A son retour de convalescence, l'élue aurait confié, selon le quotidien, à François Lamy, ancien ministre socialiste de la ville : "Tu es au courant que je ne reste que trois mois ?" Michèle Rubirola avait tenté de couper court à toute rumeur de démission à cette époque en affirmant dans une interview à Libération sa volonté de rester en poste. Mais l'élue avait tout de même précisé : "Carpe diem": "Je suis ici et j'y reste", mais "on ne sait pas ce qui va arriver comme la maladie".

Le poste de maire de Marseille donne également une lourde charge à celui qui porte l'écharpe tricolore dans la ville. Celle-ci a été laissée dans un état catastrophique par la précédente mandature. La chambre régionale des comptes avait livré un rapport sur la gestion de la ville de Marseille quatre mois avant l'élection. Charges de personnels, gestion des écoles, logements et finances de la ville, la gestion de la cité phocéenne était fortement mise en cause. 

"Nous avons découvert l’état dans lequel notre ville a été laissée. Nos capacités d’investissement sont atrophiées, nos ressources exsangues, notre patrimoine est dégradé", a indiqué Michèle Rubirola lors de la conférence de presse.

• Parce que Benoît Payan était omniprésent

Il était déjà un maire "bis" et le voilà promu par la maire démissionnaire.
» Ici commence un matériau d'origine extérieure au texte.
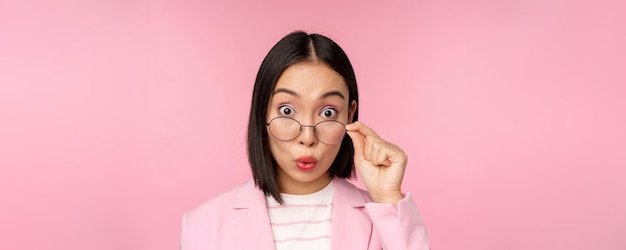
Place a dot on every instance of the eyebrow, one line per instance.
(293, 93)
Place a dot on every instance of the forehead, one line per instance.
(311, 78)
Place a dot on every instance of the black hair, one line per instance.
(294, 48)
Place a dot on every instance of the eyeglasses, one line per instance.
(329, 132)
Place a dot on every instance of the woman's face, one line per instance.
(308, 92)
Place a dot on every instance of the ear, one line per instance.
(351, 112)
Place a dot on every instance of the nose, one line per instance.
(307, 136)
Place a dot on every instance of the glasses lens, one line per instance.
(284, 129)
(330, 132)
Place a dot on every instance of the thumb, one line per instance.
(358, 141)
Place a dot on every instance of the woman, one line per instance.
(304, 103)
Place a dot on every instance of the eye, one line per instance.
(329, 113)
(285, 110)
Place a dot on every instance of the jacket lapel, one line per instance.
(251, 227)
(351, 226)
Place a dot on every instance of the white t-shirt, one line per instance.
(304, 221)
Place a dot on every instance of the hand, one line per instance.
(380, 164)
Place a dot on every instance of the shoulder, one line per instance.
(223, 202)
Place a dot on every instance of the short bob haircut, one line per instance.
(294, 48)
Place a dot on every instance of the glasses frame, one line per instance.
(309, 126)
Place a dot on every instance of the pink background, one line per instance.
(117, 116)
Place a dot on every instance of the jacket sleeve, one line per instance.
(399, 227)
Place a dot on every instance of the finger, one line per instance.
(359, 143)
(361, 128)
(380, 157)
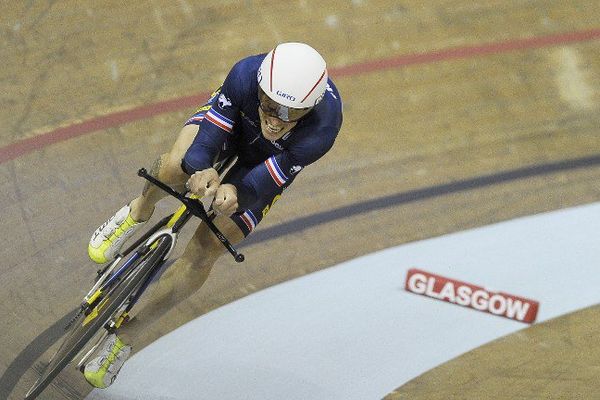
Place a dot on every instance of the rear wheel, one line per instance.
(83, 329)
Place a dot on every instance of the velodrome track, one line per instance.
(457, 115)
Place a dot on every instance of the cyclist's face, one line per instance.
(272, 127)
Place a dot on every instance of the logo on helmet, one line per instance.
(285, 95)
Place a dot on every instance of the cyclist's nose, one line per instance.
(276, 122)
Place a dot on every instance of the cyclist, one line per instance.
(278, 112)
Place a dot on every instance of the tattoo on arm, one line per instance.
(153, 172)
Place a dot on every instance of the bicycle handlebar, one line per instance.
(197, 209)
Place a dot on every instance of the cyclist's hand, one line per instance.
(204, 183)
(226, 199)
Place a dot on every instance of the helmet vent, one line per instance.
(313, 88)
(272, 63)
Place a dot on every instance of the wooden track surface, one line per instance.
(406, 128)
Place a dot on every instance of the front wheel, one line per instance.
(83, 329)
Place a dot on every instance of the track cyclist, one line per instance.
(277, 112)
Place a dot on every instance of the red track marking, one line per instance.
(26, 146)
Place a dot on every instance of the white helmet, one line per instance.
(292, 80)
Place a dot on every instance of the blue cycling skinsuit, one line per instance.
(229, 124)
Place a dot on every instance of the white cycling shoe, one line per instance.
(102, 371)
(108, 239)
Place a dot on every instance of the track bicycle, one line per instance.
(120, 284)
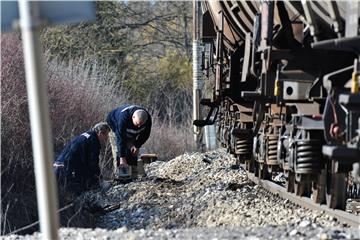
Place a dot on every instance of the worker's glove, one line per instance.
(134, 151)
(104, 185)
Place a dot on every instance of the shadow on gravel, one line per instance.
(235, 186)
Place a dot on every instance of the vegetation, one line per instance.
(135, 52)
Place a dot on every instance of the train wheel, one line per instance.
(290, 181)
(263, 172)
(336, 190)
(319, 188)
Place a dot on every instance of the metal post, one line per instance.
(197, 79)
(39, 119)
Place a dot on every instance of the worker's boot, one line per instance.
(140, 168)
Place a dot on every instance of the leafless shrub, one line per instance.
(79, 97)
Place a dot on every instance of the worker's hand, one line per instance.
(123, 162)
(134, 151)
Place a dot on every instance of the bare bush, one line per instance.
(79, 97)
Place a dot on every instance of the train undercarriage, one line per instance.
(285, 96)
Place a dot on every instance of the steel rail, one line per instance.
(350, 219)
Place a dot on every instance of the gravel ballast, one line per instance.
(200, 196)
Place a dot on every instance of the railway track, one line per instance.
(343, 216)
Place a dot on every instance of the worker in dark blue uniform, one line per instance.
(131, 127)
(77, 167)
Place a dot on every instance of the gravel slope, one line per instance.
(200, 196)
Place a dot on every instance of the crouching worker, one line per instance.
(131, 126)
(77, 167)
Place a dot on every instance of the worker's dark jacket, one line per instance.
(77, 167)
(120, 121)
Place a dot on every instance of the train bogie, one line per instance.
(286, 79)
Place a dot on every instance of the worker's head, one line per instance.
(102, 130)
(139, 117)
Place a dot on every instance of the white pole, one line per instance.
(197, 74)
(39, 119)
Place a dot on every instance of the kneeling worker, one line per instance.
(77, 167)
(131, 126)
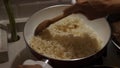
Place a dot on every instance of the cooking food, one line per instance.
(116, 32)
(69, 38)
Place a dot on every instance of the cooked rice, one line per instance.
(68, 38)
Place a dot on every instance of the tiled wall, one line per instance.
(25, 8)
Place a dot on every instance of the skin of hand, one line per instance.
(93, 9)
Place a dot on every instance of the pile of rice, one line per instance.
(68, 38)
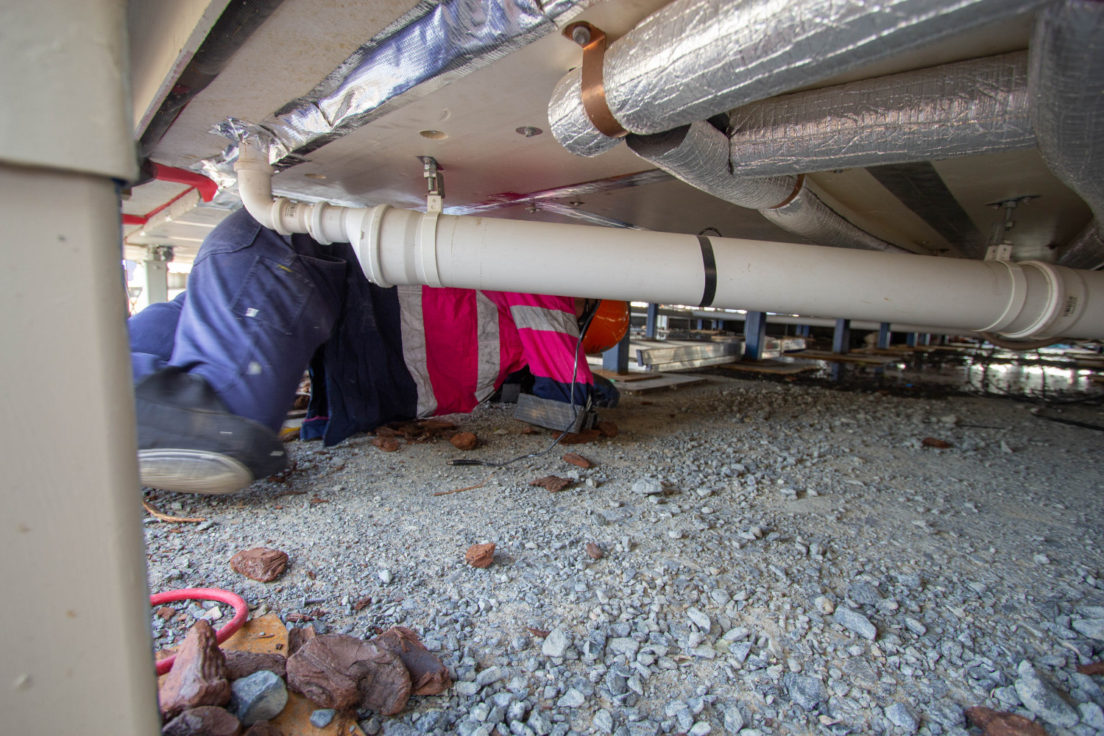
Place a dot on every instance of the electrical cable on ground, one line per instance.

Michèle Rubirola a expliqué mardi qu'elle souhaitait que le socialiste Benoît Payan soit son successeur. Omniprésent dans les médias et sur la scène politique locale, il a assuré plusieurs fois l'intérim notamment lors de l'intervention chirurgicale de l'ex-maire et sa convalescence. L'initiateur du Printemps marseillais, qui avait choisi de se ranger derrière l'élue, a notamment mené la fronde contre le gouvernement, lorsque ce dernier a imposé la fermeture des bars et restaurants dans la cité phocéenne, sans concertation préalable avec les élus locaux.
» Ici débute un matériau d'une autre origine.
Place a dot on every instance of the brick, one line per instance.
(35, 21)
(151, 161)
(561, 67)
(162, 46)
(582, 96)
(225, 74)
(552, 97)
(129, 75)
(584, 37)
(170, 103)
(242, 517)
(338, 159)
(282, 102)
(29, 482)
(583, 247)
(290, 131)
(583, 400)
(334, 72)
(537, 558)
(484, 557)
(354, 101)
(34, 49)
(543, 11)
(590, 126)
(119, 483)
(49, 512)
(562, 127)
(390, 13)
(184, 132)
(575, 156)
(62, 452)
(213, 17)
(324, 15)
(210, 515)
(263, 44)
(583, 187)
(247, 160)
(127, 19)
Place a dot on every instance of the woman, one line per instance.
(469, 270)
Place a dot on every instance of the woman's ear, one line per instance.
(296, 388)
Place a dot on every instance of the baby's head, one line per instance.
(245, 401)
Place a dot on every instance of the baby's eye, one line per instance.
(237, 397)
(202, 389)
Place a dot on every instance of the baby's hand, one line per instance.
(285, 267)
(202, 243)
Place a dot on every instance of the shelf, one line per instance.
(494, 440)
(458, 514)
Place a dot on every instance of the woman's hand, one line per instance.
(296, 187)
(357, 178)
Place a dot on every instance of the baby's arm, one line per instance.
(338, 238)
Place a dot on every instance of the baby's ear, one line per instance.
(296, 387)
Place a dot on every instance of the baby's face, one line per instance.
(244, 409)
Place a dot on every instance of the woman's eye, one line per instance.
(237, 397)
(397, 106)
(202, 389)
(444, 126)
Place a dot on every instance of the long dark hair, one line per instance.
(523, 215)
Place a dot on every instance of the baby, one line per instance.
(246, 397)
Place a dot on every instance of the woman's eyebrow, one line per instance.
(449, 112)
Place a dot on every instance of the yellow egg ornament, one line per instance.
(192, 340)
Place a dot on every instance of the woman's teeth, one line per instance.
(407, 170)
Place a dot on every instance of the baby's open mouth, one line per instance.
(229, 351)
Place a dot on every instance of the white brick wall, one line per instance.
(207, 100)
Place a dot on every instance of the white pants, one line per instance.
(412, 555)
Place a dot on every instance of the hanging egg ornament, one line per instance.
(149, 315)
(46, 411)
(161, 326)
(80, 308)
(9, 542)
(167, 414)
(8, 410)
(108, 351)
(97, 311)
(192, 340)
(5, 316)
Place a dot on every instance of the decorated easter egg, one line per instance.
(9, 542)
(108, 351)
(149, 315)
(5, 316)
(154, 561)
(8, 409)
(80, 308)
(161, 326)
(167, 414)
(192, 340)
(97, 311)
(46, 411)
Depuis son début de son mandat, Michèle Rubirola ne cesse de vanter leur complémentarité et les qualités de son adjoint issu des rangs du PS. "Benoît et moi, c’est un peu le yin et le yang. Il est très politique, moi je n’apprécie pas la tambouille électorale", avait indiqué l'ex-maire de Marseille en octobre dans une interview au Monde. Ce mardi, elle en a remis une couche en conférence de presse : "C'est de lui dont Marseille a besoin aujourd'hui."

Une attitude suspecte aux yeux de l'opposition marseillaise. "Les raisons [de santé] affichées me semblent légitimes, mais depuis longtemps maintenant à Marseille, avant même l'élection municipale, bruissait déjà la rumeur qui disait qu'un accord avait été scellé entre le premier adjoint, Benoît Payan, et la maire de Marseille pour qu'elle lui cède son poste au bout de quelques mois", a expliqué à franceinfo le député LREM de la 7e circonscription des Bouches-du-Rhone Saïd Ahamada. 

Une analyse partagée par Renaud Muselier. "Je l'ai vue hier [Michèle Rubirola], lors de l'intronisation de la préfète de police, tout semblait à peu près normal, a expliqué à franceinfo le président LR de la région Paca. Donc ils mijotent le coup depuis un moment." Selon lui, Michèle Rubirola "est la première victime du Printemps marseillais. Elle a été dévorée par cette majorité qu'elle n'arrive pas à piloter". Renaud Muselier a également dénoncé "un délabrement des pires manipulations politiques dans la deuxième ville de France".

Benoît Payan "ne savait pas que Michèle Rubirola démissionnerait quelques mois après avoir été élue maire de Marseille", a affirmé de son côté le premier secrétaire du parti socialiste Olivier Faure.